In the TRPO paper, the objective to maximize is (equation 14) $$ \mathbb{E}_{s\sim\rho_{\theta_\text{old}},a\sim q}\left[\frac{\pi_\theta(a|s)}{q(a|s)} Q_{\theta_\text{old}}(s,a) \right] $$
which involves an expectation over states sampled with some density $\rho$, itself defined as $$ \rho_\pi(s) = P(s_0 = s)+\gamma P(s_1=s) + \gamma^2 P(s_2=s) + \dots $$
This seems to suggest that later timesteps should be sampled less often than earlier timesteps, or equivalently sampling states uniformly in trajectories but adding an importance sampling term $\gamma^t$.
However, the usual implementations simply use batches made of truncated or concatenated trajectories, without any reference to the location of the timesteps in the trajectory.

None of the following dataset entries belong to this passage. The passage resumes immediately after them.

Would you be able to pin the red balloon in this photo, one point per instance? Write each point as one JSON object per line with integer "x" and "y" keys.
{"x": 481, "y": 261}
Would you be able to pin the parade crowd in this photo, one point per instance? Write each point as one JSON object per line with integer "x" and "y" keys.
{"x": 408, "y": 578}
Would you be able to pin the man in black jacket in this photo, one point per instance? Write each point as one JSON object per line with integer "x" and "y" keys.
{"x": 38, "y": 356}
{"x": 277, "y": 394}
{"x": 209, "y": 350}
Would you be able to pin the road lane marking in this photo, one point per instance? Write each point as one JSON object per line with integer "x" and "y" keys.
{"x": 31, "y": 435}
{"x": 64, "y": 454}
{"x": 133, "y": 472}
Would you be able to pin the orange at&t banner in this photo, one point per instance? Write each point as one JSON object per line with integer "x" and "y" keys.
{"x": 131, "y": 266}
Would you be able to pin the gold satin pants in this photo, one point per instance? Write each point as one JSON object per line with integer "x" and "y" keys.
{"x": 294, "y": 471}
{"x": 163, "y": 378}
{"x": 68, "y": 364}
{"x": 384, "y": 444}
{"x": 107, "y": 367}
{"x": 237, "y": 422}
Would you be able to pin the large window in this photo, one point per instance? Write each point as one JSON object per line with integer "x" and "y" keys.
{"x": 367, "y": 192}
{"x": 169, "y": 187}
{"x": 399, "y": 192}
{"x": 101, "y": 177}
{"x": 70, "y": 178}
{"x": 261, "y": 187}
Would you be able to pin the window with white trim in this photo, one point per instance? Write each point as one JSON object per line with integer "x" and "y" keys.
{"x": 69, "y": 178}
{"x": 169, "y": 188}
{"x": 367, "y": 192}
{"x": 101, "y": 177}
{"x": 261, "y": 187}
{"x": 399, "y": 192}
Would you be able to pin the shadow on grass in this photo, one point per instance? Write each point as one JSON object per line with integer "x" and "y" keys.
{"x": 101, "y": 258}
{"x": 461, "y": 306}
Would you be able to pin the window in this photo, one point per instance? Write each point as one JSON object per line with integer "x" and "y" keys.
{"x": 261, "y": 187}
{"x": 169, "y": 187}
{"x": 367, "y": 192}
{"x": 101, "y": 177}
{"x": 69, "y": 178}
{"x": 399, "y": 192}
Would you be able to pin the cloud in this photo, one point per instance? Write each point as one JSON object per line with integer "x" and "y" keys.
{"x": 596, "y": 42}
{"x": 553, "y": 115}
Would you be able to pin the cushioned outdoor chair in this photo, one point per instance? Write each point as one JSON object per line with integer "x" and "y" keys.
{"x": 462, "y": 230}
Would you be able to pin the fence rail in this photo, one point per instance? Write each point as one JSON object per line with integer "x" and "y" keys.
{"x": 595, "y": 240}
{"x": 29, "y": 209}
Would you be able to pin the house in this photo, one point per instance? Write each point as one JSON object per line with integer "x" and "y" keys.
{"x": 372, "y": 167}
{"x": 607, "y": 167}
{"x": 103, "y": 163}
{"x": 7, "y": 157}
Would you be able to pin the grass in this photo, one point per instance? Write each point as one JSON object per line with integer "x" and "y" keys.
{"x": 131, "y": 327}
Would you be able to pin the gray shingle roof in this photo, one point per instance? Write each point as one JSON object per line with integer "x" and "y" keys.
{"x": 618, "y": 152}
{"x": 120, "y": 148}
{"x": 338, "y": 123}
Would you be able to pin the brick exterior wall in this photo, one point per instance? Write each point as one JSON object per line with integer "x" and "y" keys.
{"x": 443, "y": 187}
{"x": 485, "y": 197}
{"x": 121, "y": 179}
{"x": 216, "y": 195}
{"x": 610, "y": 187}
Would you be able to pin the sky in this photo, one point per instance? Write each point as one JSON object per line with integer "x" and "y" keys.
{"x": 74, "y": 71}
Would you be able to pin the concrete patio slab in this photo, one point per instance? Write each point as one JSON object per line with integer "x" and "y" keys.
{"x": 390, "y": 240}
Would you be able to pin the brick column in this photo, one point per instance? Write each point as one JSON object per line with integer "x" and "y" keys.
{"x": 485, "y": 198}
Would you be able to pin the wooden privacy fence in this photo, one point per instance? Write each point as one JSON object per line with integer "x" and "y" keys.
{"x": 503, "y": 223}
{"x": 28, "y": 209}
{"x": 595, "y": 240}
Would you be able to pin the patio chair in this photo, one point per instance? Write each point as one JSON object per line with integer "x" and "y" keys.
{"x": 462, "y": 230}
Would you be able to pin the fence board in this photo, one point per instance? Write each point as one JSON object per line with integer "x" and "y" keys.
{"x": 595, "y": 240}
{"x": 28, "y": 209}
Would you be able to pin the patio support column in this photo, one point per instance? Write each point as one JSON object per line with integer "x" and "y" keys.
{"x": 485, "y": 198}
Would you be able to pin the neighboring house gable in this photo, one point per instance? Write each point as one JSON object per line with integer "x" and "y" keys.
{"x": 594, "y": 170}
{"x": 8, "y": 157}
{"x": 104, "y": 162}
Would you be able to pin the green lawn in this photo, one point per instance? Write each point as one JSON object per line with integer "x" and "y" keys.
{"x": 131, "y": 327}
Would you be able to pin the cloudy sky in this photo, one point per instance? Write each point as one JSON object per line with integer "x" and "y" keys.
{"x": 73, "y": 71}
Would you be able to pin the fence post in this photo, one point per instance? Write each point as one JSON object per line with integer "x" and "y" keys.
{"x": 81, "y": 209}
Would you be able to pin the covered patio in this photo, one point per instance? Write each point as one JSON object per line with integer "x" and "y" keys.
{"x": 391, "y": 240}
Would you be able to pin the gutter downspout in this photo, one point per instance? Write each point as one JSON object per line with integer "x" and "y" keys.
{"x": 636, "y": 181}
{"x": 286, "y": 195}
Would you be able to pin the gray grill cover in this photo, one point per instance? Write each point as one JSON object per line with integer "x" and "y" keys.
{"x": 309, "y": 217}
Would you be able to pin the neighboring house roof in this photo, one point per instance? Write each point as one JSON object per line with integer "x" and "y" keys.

This is similar to what can be seen in the PPO paper, which transforms the above objective into (equation 3) $$ \mathbb{E}_t \left[ \frac{\pi_\theta(a_t|s_t)}{\pi_{\theta_\text{old}}(a_t|s_t)} \hat A_t \right] $$
It seems that something is missing in going from $\mathbb{E}_{s\sim \rho}$ to $\mathbb{E}_t$ in the discounted setting. Are they really equivalent?